Norwegian MFA: "Need for New Thinking Regarding Nordic Cooperation in the North"

"Our foremost objective for the High North is for people to live good lives in a region continuing to be characterized by peace and stability," says Norway's minister of Foreign Affairs, Espen Barth Eide, on the lectern in the Norwegian parliament, the Storting. (Photo: Peter Mydske/the Norwegian Storting)

Going forward, the Barents Euro-Arctic Council, which no longer includes Russia, can serve as a forum for strengthened regional efforts for societal and business development on the Cap of the North, says Norway's MFA Espen Barth Eide.

Norwegian version.

"We are now looking at how the Barents Euro-Arctic Council can best contribute after Russia left the cooperation," Norway's MFA Espen Barth Eide (Labor) says in his foreign policy statement in the Norwegian parliament on Tuesday.

Moscow withdrew from the council (BEAC) in September. Norway, Finland, and Sweden have shared the chairship since the ministerial meeting in October, in which they confirmed the willingness to drive the Barents cooperation forward.

"The BEAC can play an important role as a forum for strengthened regional efforts for viable communities, the environment, and green business development between Norway, Sweden, and Finland. Our foremost objective for the High North is for people to live good lives in a region continuing to be characterized by peace and stability," maintains Barth Eide and continues:

"To do this, we believe there is a need to think anew about Nordic cooperation in the North.
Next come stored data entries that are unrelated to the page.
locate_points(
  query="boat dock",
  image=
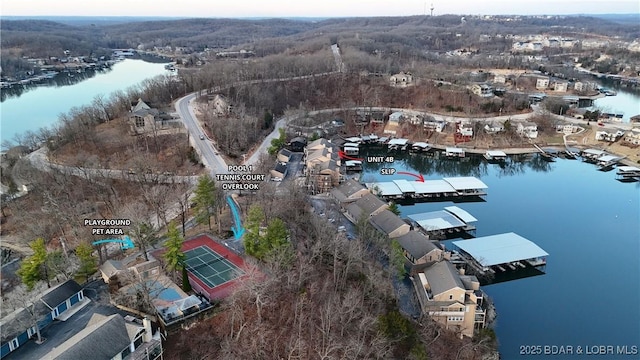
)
(497, 253)
(495, 155)
(628, 173)
(444, 223)
(444, 189)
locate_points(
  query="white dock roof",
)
(500, 249)
(433, 187)
(436, 220)
(496, 153)
(594, 152)
(454, 150)
(421, 144)
(387, 188)
(398, 142)
(607, 158)
(461, 214)
(465, 183)
(404, 186)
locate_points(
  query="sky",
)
(306, 8)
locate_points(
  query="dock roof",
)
(461, 214)
(500, 249)
(433, 187)
(465, 183)
(404, 186)
(496, 153)
(385, 188)
(398, 142)
(437, 220)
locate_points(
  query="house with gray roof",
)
(110, 337)
(349, 191)
(389, 224)
(24, 324)
(450, 298)
(367, 206)
(418, 249)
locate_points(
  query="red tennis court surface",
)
(204, 277)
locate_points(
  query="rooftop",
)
(500, 249)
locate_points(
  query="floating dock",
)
(495, 155)
(429, 189)
(628, 173)
(444, 223)
(496, 253)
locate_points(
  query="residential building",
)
(632, 137)
(528, 129)
(499, 79)
(367, 206)
(23, 324)
(349, 191)
(111, 337)
(401, 80)
(279, 171)
(483, 90)
(418, 249)
(284, 155)
(297, 144)
(451, 299)
(542, 83)
(609, 135)
(389, 224)
(560, 86)
(135, 265)
(494, 127)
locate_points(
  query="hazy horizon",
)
(324, 9)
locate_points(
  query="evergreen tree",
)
(205, 199)
(88, 266)
(32, 269)
(174, 256)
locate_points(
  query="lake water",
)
(587, 221)
(41, 106)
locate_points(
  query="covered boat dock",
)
(429, 189)
(501, 252)
(451, 220)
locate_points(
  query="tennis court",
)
(210, 267)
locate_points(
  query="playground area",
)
(213, 269)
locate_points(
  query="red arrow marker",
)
(418, 176)
(344, 156)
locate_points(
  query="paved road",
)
(209, 155)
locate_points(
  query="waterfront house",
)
(482, 90)
(367, 206)
(632, 137)
(609, 135)
(389, 224)
(111, 337)
(284, 155)
(23, 324)
(542, 83)
(527, 129)
(401, 79)
(349, 191)
(418, 249)
(451, 299)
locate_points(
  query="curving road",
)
(210, 156)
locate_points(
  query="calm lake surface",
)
(40, 107)
(587, 221)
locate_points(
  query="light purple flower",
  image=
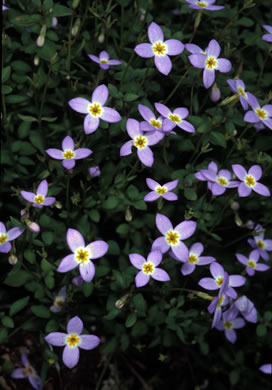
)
(39, 199)
(160, 191)
(7, 236)
(82, 255)
(72, 341)
(250, 180)
(259, 114)
(159, 48)
(148, 268)
(172, 237)
(267, 37)
(28, 372)
(204, 5)
(214, 283)
(69, 154)
(195, 259)
(95, 109)
(104, 60)
(141, 142)
(210, 62)
(251, 263)
(230, 326)
(260, 243)
(174, 118)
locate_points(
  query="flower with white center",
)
(172, 237)
(95, 109)
(259, 115)
(159, 48)
(72, 341)
(82, 255)
(148, 268)
(210, 62)
(250, 180)
(251, 263)
(160, 191)
(68, 155)
(141, 142)
(39, 199)
(104, 60)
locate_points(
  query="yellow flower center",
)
(172, 237)
(161, 190)
(72, 340)
(95, 110)
(262, 114)
(193, 258)
(140, 141)
(174, 118)
(251, 264)
(159, 48)
(68, 154)
(155, 123)
(211, 63)
(222, 181)
(39, 199)
(250, 181)
(148, 268)
(3, 238)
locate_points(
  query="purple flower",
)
(141, 142)
(267, 37)
(7, 236)
(210, 62)
(82, 255)
(159, 49)
(260, 243)
(95, 109)
(148, 267)
(160, 191)
(204, 5)
(68, 154)
(72, 340)
(39, 199)
(104, 60)
(217, 279)
(172, 237)
(250, 180)
(27, 372)
(259, 114)
(229, 326)
(195, 259)
(175, 118)
(251, 263)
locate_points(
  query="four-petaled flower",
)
(73, 340)
(251, 263)
(174, 118)
(148, 268)
(250, 180)
(141, 142)
(68, 154)
(172, 237)
(95, 109)
(28, 372)
(160, 191)
(39, 199)
(259, 115)
(104, 60)
(82, 255)
(159, 48)
(210, 62)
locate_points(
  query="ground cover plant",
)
(135, 233)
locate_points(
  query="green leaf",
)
(17, 306)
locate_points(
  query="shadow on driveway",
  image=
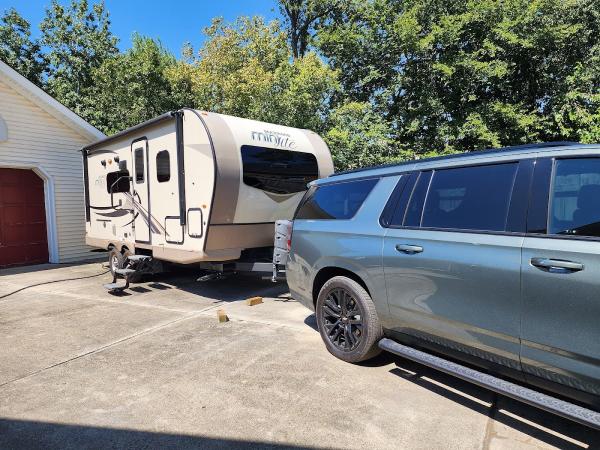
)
(21, 434)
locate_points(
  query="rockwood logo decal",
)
(276, 138)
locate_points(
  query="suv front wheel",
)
(347, 320)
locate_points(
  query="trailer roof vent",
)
(3, 130)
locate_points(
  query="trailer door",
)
(141, 193)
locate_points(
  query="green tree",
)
(302, 17)
(79, 40)
(245, 69)
(358, 136)
(132, 87)
(18, 49)
(461, 75)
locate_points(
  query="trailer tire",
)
(348, 321)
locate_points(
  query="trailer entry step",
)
(548, 403)
(138, 257)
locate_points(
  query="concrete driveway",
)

The now united Nordic region in NATO provides new opportunities not only for the defense sector but also within business, infrastructure, research, and education. The Nordic countries have complementary natural resources, knowledge environments, industrial expertise, and shared values. We have a long and good tradition for pragmatic Nordic cooperation, on which we will continue to build. We are well underway with that." 

Endeavors for the Arctic Council's survival

The MFA also highlights the preeminent forum for circumpolar Arctic cooperation:

"The war against Ukraine has had extensive consequences for people in the North, but also for the cooperation in the Arctic Council. Norway took over the council's two-year chairship in May last year. It has become a different chairship from what we envisioned, but concurrently the most important in the council's history."

"The work cannot proceed as normal. Meetings at a political level with Russia are neither desirable nor possible. At the same time, we must do what we can to ensure that this unique organization survives. It is challenging because the council's nature is built on including all Arctic states and unison on how the council is to cooperate."

Barth Eide refers to the eight states' new agreement to resume digital meetings in the Arctic Council's working groups.

"It is important to secure complete inclusion of indigenous peoples as observers. And for us to focus on the council's professional deliveries and our leadership's prioritizations within climate, oceans, people in the North, and sustainable economic development in the North," he states.